Publié le 13 Nov 2014 à 12:14 - Mis à jour à 12:26

Afin de combler le déficit, Michel Cabestany a chargé Nathalie Kosciusko Morizet de piloter un grand programme de privatisations. Tous les secteurs et les équipements publics sont concernés. La Ministre de l'Economie organisait ce matin un grand raout dans l'ancienne Bourse de Paris au Palais Brongniart.

Bercy a oublié de se serrer la ceinture. Les petits plats ont été mis dans les grands pour accueillir les investisseurs du monde entier. Le champagne est servi de bonne heure dans des flûtes ciselées. La porcelaine est de mise. Les petits fours des plus grands traiteurs et restaurateurs se disputent la place au buffet. Splendeur étincelante de la France ressuscitée ou ruse pour faire oublier les temps mauvais ?

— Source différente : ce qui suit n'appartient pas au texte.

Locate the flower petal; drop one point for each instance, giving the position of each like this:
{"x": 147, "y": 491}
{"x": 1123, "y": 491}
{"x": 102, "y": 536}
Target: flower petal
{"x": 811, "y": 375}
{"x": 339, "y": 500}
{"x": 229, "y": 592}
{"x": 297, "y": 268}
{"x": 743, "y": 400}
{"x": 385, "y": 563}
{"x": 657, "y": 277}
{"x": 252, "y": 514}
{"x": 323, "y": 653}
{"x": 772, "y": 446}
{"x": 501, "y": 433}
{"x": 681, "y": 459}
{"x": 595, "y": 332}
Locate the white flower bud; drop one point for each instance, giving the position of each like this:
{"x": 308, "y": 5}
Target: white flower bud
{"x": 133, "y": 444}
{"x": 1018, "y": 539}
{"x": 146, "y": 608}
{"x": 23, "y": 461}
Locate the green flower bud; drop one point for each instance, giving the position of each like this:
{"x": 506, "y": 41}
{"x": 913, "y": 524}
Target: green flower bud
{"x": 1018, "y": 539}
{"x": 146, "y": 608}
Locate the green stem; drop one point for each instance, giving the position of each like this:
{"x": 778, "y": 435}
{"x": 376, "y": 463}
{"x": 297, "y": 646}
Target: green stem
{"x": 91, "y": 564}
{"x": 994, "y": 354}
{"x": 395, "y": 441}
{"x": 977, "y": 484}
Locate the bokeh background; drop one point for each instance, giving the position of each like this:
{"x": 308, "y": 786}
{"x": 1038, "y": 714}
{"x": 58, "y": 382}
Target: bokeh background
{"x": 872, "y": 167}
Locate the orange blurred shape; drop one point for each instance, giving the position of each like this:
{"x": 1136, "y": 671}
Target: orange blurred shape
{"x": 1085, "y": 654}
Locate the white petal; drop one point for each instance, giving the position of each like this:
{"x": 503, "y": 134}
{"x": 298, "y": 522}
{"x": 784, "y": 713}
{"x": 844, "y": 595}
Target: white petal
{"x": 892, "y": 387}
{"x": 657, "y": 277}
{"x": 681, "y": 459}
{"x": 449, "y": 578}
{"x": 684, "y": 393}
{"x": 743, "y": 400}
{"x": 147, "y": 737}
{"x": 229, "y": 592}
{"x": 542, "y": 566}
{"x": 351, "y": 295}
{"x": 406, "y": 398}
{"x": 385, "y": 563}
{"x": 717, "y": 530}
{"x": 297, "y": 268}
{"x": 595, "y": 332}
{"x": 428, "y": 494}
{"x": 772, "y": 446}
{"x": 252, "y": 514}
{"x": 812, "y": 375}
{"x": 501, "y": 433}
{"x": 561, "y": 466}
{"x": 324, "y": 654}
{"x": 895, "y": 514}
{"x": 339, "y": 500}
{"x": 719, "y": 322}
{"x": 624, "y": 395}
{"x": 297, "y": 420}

Fonds "vautours" et noblesse d'État

Venus de tous les continents, les plus grands investisseurs ont répondu à l'appel de la France. Le fonds qatari trône au premier rang, mais on y trouve pèle-mêle des financiers russes côte à côte avec les plus grandes fortunes brésiliennes et chinoises. Si Georges Soros a tenu à être présent, les fonds "vautours" ne manquent pas à l'appel : NML Capital Limited ou Aurelius Capital Management.

Ce gotha international se concurrence mais s'apprécie. Si pour eux la fortune est de mise, ils connaissent presque trop bien la crise. Le défaut argentin ou la spéculation sur la dette grecque, c'est eux. Le directeur du Trésor papote avec Michel Pébereau de la BNP.

Jean-Pierre Jouyet traverse les allées le sourire aux lèvres. L'ancien patron de l'Autorité des marchés financiers côtoie ce monde depuis vingt ans.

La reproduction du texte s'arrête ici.